4. With uncontrolled or significant cardiovascular diseases, including:
i. Symptomatic congestive heart failure within 6 months prior to screening, or left
ventricular ejection fraction <50% prior to screening ii. Myocardial infarction within
12 months prior to screening iii. Severe or unstable angina within 6 months prior to
screening iv. History of any significant ventricular arrhythmias (e.g., ventricular
tachycardia, ventricular fibrillation, or TdP) v. History of significant QT interval
prolongation, or corrected QT interval (QTc) >450 ms prior to screening vi. History of
cerebrovascular accident vii. Symptomatic coronary heart disease requiring treatment
with agents
5. With the size of fluid area detected by cardiac ultrasonography in cavum pericardium ≥
10 mm.
6. With history of organ transplantation.

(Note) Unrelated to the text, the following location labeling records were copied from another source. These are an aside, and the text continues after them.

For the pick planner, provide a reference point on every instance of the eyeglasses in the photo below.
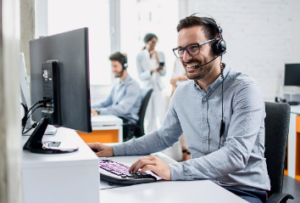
(192, 49)
(152, 42)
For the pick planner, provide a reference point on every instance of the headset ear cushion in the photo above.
(219, 47)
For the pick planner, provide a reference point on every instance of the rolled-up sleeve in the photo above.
(156, 141)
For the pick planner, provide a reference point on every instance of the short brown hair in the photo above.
(210, 31)
(117, 57)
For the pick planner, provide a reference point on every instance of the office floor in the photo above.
(292, 187)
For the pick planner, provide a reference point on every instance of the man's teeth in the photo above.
(191, 65)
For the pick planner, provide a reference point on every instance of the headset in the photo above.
(125, 64)
(219, 48)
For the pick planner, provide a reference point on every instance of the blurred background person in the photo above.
(124, 99)
(151, 67)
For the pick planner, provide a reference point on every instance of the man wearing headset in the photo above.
(229, 153)
(124, 100)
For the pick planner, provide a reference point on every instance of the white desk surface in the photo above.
(170, 192)
(165, 191)
(66, 136)
(70, 177)
(295, 109)
(103, 120)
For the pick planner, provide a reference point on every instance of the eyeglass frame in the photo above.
(185, 48)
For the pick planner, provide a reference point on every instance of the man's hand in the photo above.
(153, 164)
(94, 112)
(159, 68)
(103, 150)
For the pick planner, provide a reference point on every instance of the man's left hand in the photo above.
(153, 164)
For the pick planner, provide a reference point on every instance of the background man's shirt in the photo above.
(124, 100)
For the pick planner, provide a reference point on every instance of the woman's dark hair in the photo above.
(210, 31)
(149, 36)
(117, 57)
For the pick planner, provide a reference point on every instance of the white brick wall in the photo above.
(258, 36)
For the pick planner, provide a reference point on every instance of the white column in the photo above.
(292, 146)
(10, 128)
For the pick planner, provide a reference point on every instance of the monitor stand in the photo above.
(35, 144)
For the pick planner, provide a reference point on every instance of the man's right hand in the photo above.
(103, 150)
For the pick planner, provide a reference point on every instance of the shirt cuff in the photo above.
(119, 150)
(183, 171)
(176, 171)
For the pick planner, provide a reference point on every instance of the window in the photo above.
(68, 15)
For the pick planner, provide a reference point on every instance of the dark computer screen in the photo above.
(292, 74)
(70, 49)
(59, 70)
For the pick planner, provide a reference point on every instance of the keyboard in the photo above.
(117, 173)
(293, 103)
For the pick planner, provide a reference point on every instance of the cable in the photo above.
(32, 111)
(222, 127)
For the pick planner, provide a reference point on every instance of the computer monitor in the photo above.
(292, 74)
(59, 74)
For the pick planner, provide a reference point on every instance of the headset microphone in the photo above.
(198, 66)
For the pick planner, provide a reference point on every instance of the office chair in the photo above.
(276, 133)
(137, 130)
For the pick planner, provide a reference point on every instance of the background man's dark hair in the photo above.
(117, 57)
(210, 31)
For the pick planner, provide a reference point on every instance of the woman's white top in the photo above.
(144, 66)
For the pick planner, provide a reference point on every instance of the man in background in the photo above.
(124, 99)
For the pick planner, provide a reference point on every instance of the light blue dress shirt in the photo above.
(239, 162)
(124, 100)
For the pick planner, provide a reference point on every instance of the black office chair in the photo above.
(137, 130)
(277, 129)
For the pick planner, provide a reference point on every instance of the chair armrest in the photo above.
(279, 198)
(131, 124)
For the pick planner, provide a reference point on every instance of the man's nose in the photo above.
(186, 56)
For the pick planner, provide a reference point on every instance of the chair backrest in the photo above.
(145, 94)
(277, 129)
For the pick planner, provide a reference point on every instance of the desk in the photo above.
(106, 129)
(61, 178)
(293, 168)
(166, 191)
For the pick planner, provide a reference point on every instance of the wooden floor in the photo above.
(291, 186)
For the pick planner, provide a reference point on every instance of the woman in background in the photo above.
(151, 67)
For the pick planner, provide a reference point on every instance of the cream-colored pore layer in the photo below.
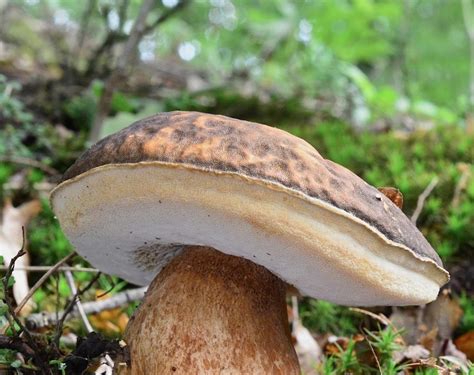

7. With known human immunodeficiency virus (HIV) or acquired immunodeficiency syndrome
(AIDS)-related illness.
8. With autoimmune disorders or history of organ transplantation who require
immunosuppressive therapy.
9. Has had prior chemotherapy, targeted small molecule therapy, radiation therapy, or any
NSAID within 2 weeks prior to the first dose of study medication or who has not
recovered from adverse events to CTCAE v5.0 Grade 1 due to a previously administered
agent.
10. Has clinical significant gastrointestinal abnormality, e.g., unable to swallow,
chronic diarrhea, ileus, or bowel obstruction, which would interfere the ingestion,
transportation, or absorption of oral agents.
11. With active infection [suffered from active infection of bacteria, virus, fungi,
mycobacteria, parasites, or other infections (excluding nail bed fungal infections),
or require intravenous antibiotic therapy, or antiviral therapy, or hospitalization
due to any significant infection events within 4 weeks], or persistent fever within 14
days prior to study entry.
12. Had major surgery <6 weeks prior to study entry.
13. Has known psychiatric disorder, mental deficiency, or substance abuse disorder that
would limit compliance with study requirements.
14. Is currently participating and receiving study therapy, or has participated in a study
of an investigational agent and received study therapy or used an investigation device
within 4 weeks of the first dose of study medication.
15. Pregnant or lactating female.
16. Has a history or current evidence of any condition, therapy, or laboratory abnormality
that might interfere the results of the trial or is not in the best interest of the
subject to participate, in the opinion of the investigator.